No terceiro filme dos X-Men, Magneto, um mutante nível quatro, podia mover pontes de centenas de milhares de toneladas, mas foi derrotado por um dardo, tornando-se comum. Uma incoerência absurda.
Agora que estavam do mesmo lado, Bai Ye queria que ele fosse até o Rei do Crime para treinar e adquirir energia vital de cem anos, ou algo assim.
Assim, em combate, poderia erguer uma muralha de energia para evitar ataques furtivos, como um monge lendário. Caso contrário, sua fraqueza seria evidente.
Bai Ye não sabia como andava o domínio de energia interna por parte do Rei do Crime, mas, após sete dias, com sua eficiência, ele certamente teria acumulado suficiente energia vital para dezenas de anos.
Recién integrado à Irmandade, Bai Ye já se sentia à vontade para distribuir tarefas, agindo como se fosse o dono do lugar. Mas Magneto não se importava; pelo contrário, aceitava de bom grado.
Se isso melhorasse o futuro dos mutantes, pouco importava que Bai Ye assumisse a liderança. Se quisesse só desfrutar, oportunidades não lhe faltariam, não precisaria se desgastar diariamente.
— E o que pretende fazer agora? — perguntou Magneto.
— Voltar para minha fábrica e continuar treinando para o avanço dos mutantes — sorriu Bai Ye. — Apenas tolerem e esperem um ou dois anos em silêncio; quando estiver plenamente desenvolvido, tudo mudará.
— Quanto ao fato de eu ser um mutante, prefiro que o governo humano não saiba. Não quero problemas desnecessários — disse, lançando um olhar aos presentes e, em seguida, voltando-se para Vampira ao seu lado: — Vamos, venha comigo. De agora em diante, você vai morar na minha casa.

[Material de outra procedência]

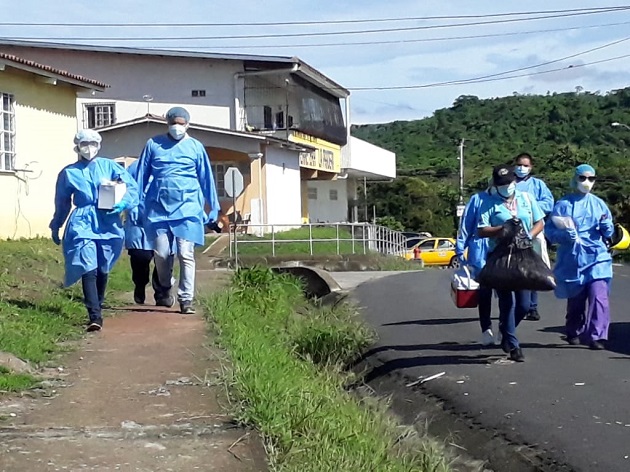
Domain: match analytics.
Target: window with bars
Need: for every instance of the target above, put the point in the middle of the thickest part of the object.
(100, 114)
(7, 132)
(219, 170)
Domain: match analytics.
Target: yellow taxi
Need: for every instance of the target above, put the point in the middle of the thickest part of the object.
(432, 251)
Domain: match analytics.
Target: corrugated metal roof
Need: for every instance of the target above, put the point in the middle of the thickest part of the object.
(309, 72)
(146, 51)
(51, 70)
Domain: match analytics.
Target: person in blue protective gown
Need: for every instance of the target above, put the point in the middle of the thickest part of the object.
(580, 224)
(505, 204)
(139, 248)
(93, 238)
(477, 247)
(526, 182)
(174, 205)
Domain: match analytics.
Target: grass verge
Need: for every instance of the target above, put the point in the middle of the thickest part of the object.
(326, 242)
(37, 315)
(288, 381)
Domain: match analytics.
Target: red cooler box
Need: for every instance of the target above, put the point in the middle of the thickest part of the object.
(464, 289)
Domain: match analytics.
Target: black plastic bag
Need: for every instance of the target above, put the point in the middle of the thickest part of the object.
(514, 265)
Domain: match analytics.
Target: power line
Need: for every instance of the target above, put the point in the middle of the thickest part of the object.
(535, 66)
(482, 80)
(325, 33)
(403, 41)
(324, 22)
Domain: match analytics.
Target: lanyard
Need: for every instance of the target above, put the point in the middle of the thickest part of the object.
(511, 206)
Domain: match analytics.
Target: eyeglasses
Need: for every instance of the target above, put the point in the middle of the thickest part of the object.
(584, 178)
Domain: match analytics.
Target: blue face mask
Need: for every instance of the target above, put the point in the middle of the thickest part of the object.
(522, 171)
(506, 191)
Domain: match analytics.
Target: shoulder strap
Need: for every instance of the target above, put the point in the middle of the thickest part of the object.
(529, 200)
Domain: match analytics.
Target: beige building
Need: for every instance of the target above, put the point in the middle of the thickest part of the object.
(37, 123)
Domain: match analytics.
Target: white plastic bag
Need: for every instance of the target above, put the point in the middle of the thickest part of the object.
(462, 280)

— Está bem — respondeu Vampira, acenando de leve. No instante seguinte, Bai Ye a trouxe para o espaço etéreo.
— Foi um prazer conhecê-los. Se precisarem de ajuda, sabem como me encontrar. Vou indo — despediu-se Bai Ye. Depois de se afastar a uma distância segura dos outros, saltou com força.
Um estrondo explodiu em torno dele, obrigando todos a recuar e semicerrar os olhos. Olhando para trás, viram uma cratera de dois metros de diâmetro onde ele estava, e um grande buraco aberto no teto, por onde o sol entrava, aquecendo o recinto.
Bai Ye, já com seu carro guardado no espaço etéreo, corria agora livremente sobre o mar, confiando em sua força sobre-humana.